RIO DE JANEIRO — The once-unchallenged No. 1 net, TV Globo, suffered another blow recently as No. 2 TV Record announced it has copped the exclusive Brazilian rights for the Guadalajara Pan-American Games 2011. A few days later, TV Record also confirmed a deal with Mexico’s Televisa for the co-production of telenovelas in Brazil.

These two announcements contributed to the perception that there is finally competition in Brazil’s TV market, which since the 1970s has been dominated by TV Globo. At stake is an annual ad spend totaling 5.6 billion reais ($3.3 billion) in the first half of this year, up 15% from the same period last year.

Indeed, there has been some change in audience. In January-August of this year in Sao Paulo, TV Globo had an average rating from 7 a.m. to midnight of 17.8 against TV Record’s 8.7 and SBT’s 6.4. In the same period last year, TV Globo stood at 19.4 against the 7.2 of TV Record and 6.7 of SBT, according to research firm Ibope.

“The initial interpretation is that there is a nine-point gap. But it should be interpreted as a direct confrontation, in which we have to take 4.5 points from Globo to be co-leaders,” Record’s president Alexandre Raposo tells Variety.

Counters TV Globo’s general director Octavio Florisbal: “The variation of TV Globo’s ratings is within the expected range. We kept a comfortable leadership in all regions and periods of the day, and we air all top-30 most-watched shows.”

The bad news for Mipcom sellers is that the programming of both TV Globo and TV Record rely heavily on inhouse-produced telenovelas.

Since 2004, TV Record has invested $340 million in programming, the bulk of it to buy and expand a telenovela production center in Rio and hire exclusive writers, casts and crews. TV Record now makes two telenovelas simultaneously and will soon co-produce a third with Televisa, while TV Globo makes four telenovelas simultaneously, not to mention other program genres.

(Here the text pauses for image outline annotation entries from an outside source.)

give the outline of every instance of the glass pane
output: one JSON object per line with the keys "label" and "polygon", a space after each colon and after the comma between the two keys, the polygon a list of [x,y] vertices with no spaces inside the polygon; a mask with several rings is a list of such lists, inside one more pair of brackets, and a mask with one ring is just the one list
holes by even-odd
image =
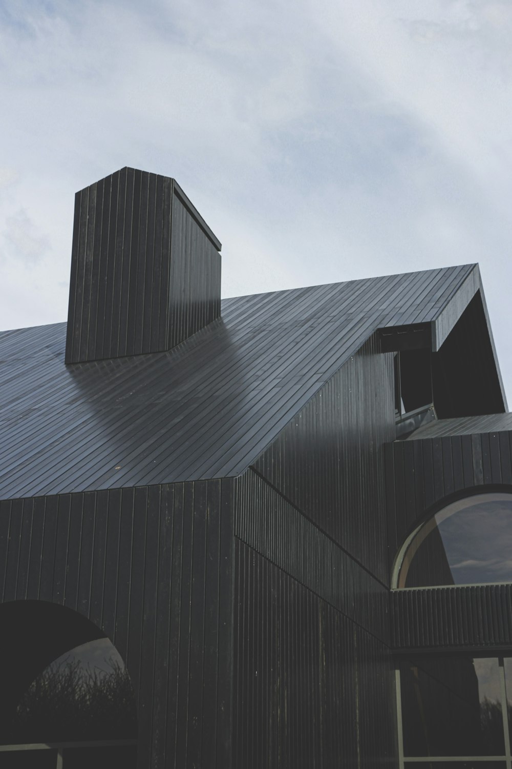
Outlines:
{"label": "glass pane", "polygon": [[135,745],[107,747],[68,747],[62,754],[64,769],[135,769]]}
{"label": "glass pane", "polygon": [[504,755],[500,675],[497,659],[404,661],[400,673],[404,754]]}
{"label": "glass pane", "polygon": [[2,751],[2,769],[55,769],[57,751]]}
{"label": "glass pane", "polygon": [[19,701],[7,734],[13,743],[133,739],[133,689],[110,641],[84,644],[45,668]]}
{"label": "glass pane", "polygon": [[505,769],[505,761],[405,761],[407,769]]}
{"label": "glass pane", "polygon": [[407,548],[399,588],[512,581],[512,494],[477,494],[428,521]]}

TV Globo and TV Record will send buyers to Mipcom, but their interest is limited because their focus is on local programming and because they already have volume deals with U.S. studios: TV Globo with Sony, Fox, Disney and DreamWorks; TV Record with Universal and MGM. SBT has a deal with Warner Bros.

Sports rights seem to be the main foreign interest of TV Record and TV Globo. TV Record has bought the exclusive rights for Brazil for the 2012 Summer Olympics in London in addition to several European soccer league rights. TV Globo has FIFA’s soccer World Cup in 2010 (in South Africa) and 2014 (in Brazil) and all of Brazil’s national soccer team matches plus all top local soccer leagues. The nets are expected to be locked in a struggle for the 2016 Summer Olympics and 2018 soccer World Cup.

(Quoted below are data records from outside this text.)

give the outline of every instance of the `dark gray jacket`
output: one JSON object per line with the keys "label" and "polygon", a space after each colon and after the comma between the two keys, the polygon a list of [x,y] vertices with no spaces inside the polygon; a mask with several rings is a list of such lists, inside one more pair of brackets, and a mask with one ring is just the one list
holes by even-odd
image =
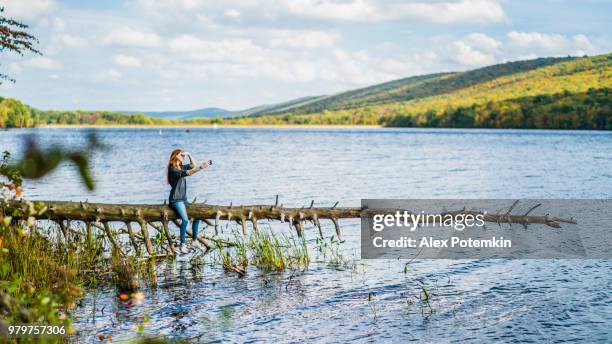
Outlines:
{"label": "dark gray jacket", "polygon": [[185,177],[188,176],[187,171],[192,168],[193,165],[191,164],[181,165],[180,169],[168,166],[168,179],[172,187],[168,201],[187,200],[187,180],[185,180]]}

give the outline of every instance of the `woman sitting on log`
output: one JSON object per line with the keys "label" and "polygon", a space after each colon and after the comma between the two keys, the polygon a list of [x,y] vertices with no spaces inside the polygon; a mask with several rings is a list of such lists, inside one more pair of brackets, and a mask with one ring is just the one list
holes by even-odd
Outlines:
{"label": "woman sitting on log", "polygon": [[[185,157],[189,156],[191,163],[184,164]],[[181,246],[179,251],[181,253],[187,253],[187,224],[189,223],[189,217],[187,216],[187,181],[185,177],[190,176],[196,172],[199,172],[210,165],[211,161],[206,161],[202,165],[196,166],[196,163],[191,154],[184,152],[182,149],[175,149],[170,155],[170,161],[168,161],[168,184],[172,187],[170,190],[170,196],[168,201],[170,207],[172,207],[181,218]],[[196,167],[194,167],[196,166]],[[194,220],[191,226],[192,229],[192,241],[191,244],[194,247],[199,248],[198,243],[198,228],[200,226],[200,220]]]}

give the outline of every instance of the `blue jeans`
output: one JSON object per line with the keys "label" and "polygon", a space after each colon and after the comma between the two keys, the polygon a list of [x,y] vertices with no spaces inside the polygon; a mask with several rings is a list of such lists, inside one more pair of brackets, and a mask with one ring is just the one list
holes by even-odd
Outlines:
{"label": "blue jeans", "polygon": [[[174,208],[176,213],[181,217],[181,244],[184,244],[187,241],[187,224],[189,223],[189,217],[187,216],[187,207],[186,205],[189,202],[185,201],[172,201],[170,202],[170,206]],[[193,234],[193,239],[196,240],[198,237],[198,229],[200,228],[200,220],[194,220],[191,224],[191,230]]]}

The big nets are also increasingly facing the competition from pay TV and new media. Brazil’s total number of pay TV homes reached 5.4 million in March, up 13% from March 2007, according to Brazil’s pay TV association ABTA. The number of Web users in Brazil reached 23.7 million in July, up 28% from the same month last year, according to Ibope.

In spite of the significant rise, Florisbal stresses that pay TV is present in just 11% of the country’s households, and just 13% of those have broadband services, while free terrestrial TV has a 95% penetration.